Scientific classification
- Kingdom: Animalia
- Phylum: Chordata
- Class: Actinopterygii
- Division: Teleostei
- Order: Cichliformes
- Family: Cichlidae
- Genus: Ctenochromis
- Species: †C. pectoralis
- Binomial name: †Ctenochromis pectoralis Pfeffer, 1893
- Synonyms: Haplochromis pectoralis (Pfeffer, 1893) ; Harpagochromis pectoralis (Pfeffer, 1893) ; Tilapia pectoralis (Pfeffer, 1893);

= Ctenochromis pectoralis =

- Authority: Pfeffer, 1893
- Conservation status: EX

Species of fish

Ctenochromis pectoralis, the Pangani haplo (short for "haplochromine"), is a species of fish in the family Cichlidae. It was originally characterized in the Pangani River of Tanzania, and may also be present in Kenya. It is listed as extinct by IUCN as a result of a 1996 evaluation, but this appears to be incorrect. A more recent IUCN publication stated that this species is not endangered in any way.

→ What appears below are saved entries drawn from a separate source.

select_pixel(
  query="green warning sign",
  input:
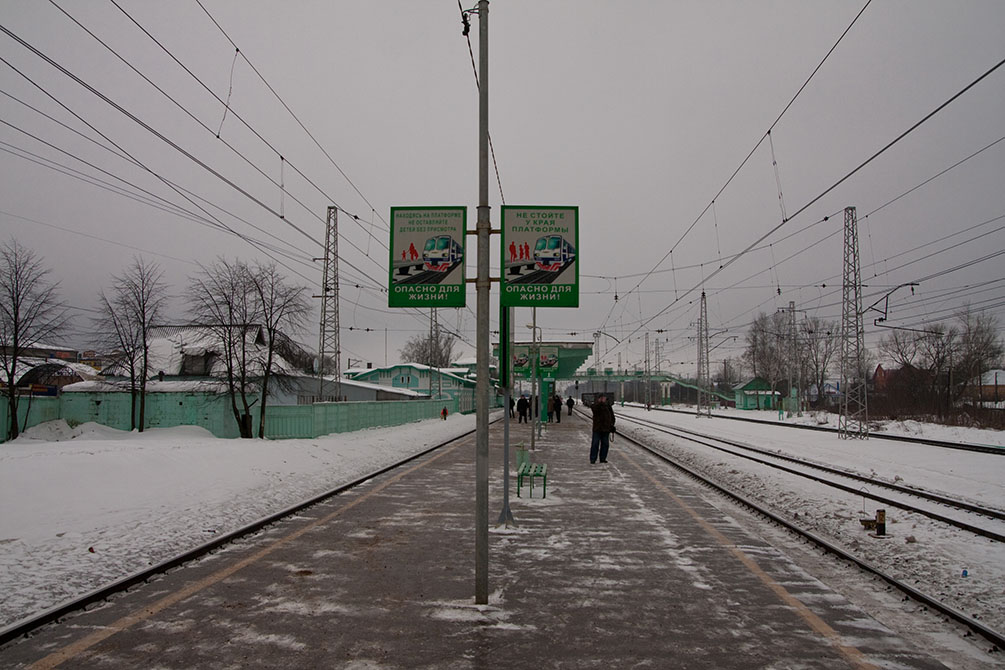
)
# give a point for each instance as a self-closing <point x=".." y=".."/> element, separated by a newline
<point x="540" y="256"/>
<point x="427" y="257"/>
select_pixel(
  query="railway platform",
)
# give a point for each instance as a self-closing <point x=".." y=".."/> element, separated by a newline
<point x="624" y="565"/>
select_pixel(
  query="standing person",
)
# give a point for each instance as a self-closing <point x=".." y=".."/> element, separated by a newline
<point x="522" y="406"/>
<point x="603" y="426"/>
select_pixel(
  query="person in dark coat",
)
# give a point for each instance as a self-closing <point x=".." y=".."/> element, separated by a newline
<point x="523" y="405"/>
<point x="603" y="426"/>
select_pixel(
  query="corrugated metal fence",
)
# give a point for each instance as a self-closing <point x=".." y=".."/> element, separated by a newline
<point x="213" y="412"/>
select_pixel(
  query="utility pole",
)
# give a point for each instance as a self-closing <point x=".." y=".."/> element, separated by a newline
<point x="648" y="379"/>
<point x="329" y="338"/>
<point x="483" y="230"/>
<point x="792" y="355"/>
<point x="704" y="373"/>
<point x="853" y="421"/>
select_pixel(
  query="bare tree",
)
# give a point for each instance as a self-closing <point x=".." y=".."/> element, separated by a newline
<point x="766" y="347"/>
<point x="282" y="306"/>
<point x="138" y="299"/>
<point x="30" y="313"/>
<point x="979" y="348"/>
<point x="819" y="345"/>
<point x="435" y="350"/>
<point x="901" y="347"/>
<point x="222" y="300"/>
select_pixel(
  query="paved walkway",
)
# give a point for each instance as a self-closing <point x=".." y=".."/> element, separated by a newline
<point x="624" y="565"/>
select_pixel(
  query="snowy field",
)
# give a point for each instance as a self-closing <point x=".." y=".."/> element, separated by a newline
<point x="84" y="506"/>
<point x="920" y="551"/>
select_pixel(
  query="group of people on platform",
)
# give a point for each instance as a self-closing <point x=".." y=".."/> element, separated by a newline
<point x="524" y="407"/>
<point x="603" y="419"/>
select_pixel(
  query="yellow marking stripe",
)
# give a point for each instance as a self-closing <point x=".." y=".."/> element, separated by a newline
<point x="83" y="644"/>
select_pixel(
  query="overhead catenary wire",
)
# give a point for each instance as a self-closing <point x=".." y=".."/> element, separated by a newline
<point x="330" y="198"/>
<point x="756" y="145"/>
<point x="244" y="57"/>
<point x="280" y="214"/>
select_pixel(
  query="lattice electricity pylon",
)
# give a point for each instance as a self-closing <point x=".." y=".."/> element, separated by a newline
<point x="704" y="369"/>
<point x="329" y="339"/>
<point x="853" y="422"/>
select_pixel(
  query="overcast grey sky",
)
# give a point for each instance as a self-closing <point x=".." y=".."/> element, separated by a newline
<point x="638" y="113"/>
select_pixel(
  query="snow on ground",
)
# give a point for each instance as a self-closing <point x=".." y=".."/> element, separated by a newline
<point x="84" y="506"/>
<point x="87" y="505"/>
<point x="921" y="551"/>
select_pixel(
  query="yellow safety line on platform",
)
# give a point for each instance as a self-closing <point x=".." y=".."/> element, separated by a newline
<point x="853" y="655"/>
<point x="82" y="645"/>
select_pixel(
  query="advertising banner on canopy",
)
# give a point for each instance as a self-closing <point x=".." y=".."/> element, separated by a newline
<point x="427" y="257"/>
<point x="523" y="365"/>
<point x="540" y="256"/>
<point x="548" y="363"/>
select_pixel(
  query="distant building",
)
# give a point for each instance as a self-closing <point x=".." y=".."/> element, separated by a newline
<point x="432" y="382"/>
<point x="755" y="394"/>
<point x="990" y="387"/>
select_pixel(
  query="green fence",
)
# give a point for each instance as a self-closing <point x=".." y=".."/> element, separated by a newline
<point x="212" y="412"/>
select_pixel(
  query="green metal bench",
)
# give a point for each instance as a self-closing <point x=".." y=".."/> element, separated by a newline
<point x="532" y="470"/>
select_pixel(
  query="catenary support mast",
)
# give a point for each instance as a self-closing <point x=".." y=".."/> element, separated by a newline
<point x="329" y="340"/>
<point x="853" y="422"/>
<point x="704" y="373"/>
<point x="483" y="229"/>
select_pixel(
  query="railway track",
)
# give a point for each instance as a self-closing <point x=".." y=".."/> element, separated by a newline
<point x="851" y="482"/>
<point x="28" y="625"/>
<point x="963" y="446"/>
<point x="995" y="637"/>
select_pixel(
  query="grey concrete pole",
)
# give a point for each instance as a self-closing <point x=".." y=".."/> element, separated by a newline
<point x="483" y="230"/>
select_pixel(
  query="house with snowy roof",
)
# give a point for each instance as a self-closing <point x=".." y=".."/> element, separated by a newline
<point x="431" y="382"/>
<point x="191" y="359"/>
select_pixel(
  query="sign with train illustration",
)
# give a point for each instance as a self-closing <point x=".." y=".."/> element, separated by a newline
<point x="427" y="257"/>
<point x="540" y="267"/>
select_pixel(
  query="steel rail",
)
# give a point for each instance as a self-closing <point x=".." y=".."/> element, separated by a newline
<point x="26" y="626"/>
<point x="934" y="497"/>
<point x="984" y="532"/>
<point x="995" y="637"/>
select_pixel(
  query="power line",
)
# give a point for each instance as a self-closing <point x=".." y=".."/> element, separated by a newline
<point x="295" y="118"/>
<point x="766" y="135"/>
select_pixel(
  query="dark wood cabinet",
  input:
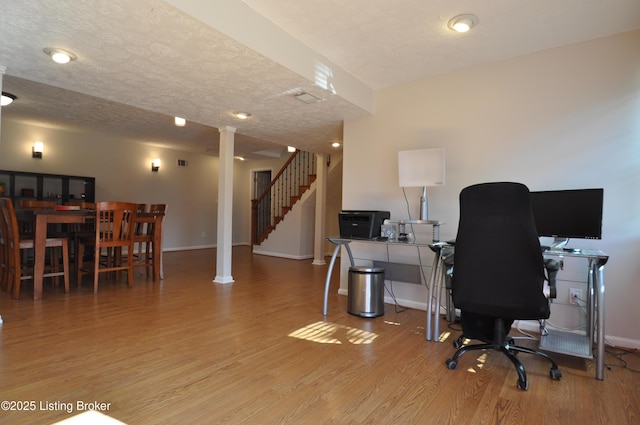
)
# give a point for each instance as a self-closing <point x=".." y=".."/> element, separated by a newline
<point x="57" y="187"/>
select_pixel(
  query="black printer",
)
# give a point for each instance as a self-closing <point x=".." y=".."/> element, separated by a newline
<point x="361" y="224"/>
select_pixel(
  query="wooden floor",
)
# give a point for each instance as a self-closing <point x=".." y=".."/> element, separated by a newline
<point x="259" y="351"/>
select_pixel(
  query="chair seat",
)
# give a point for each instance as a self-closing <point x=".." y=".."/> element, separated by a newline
<point x="114" y="230"/>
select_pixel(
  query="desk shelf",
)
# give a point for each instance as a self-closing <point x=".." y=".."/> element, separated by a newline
<point x="567" y="343"/>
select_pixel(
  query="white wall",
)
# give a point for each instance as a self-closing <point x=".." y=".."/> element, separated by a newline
<point x="563" y="118"/>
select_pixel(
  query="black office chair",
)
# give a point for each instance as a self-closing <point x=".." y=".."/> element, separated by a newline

Two isolated populations of similar fish have been reported from springs flanking Mount Kilimanjaro, with some disagreement as to whether they represent the same or distinct related species: at the Kikuletwa Hot Springs of Hai District of Kilimanjaro Region, upstream of the Pangani, and the Mzima Springs, in the Tsavo River drainage, Kenya. The latter is listed as a distinct, vulnerable species, C. aff. pectoralis, by IUCN.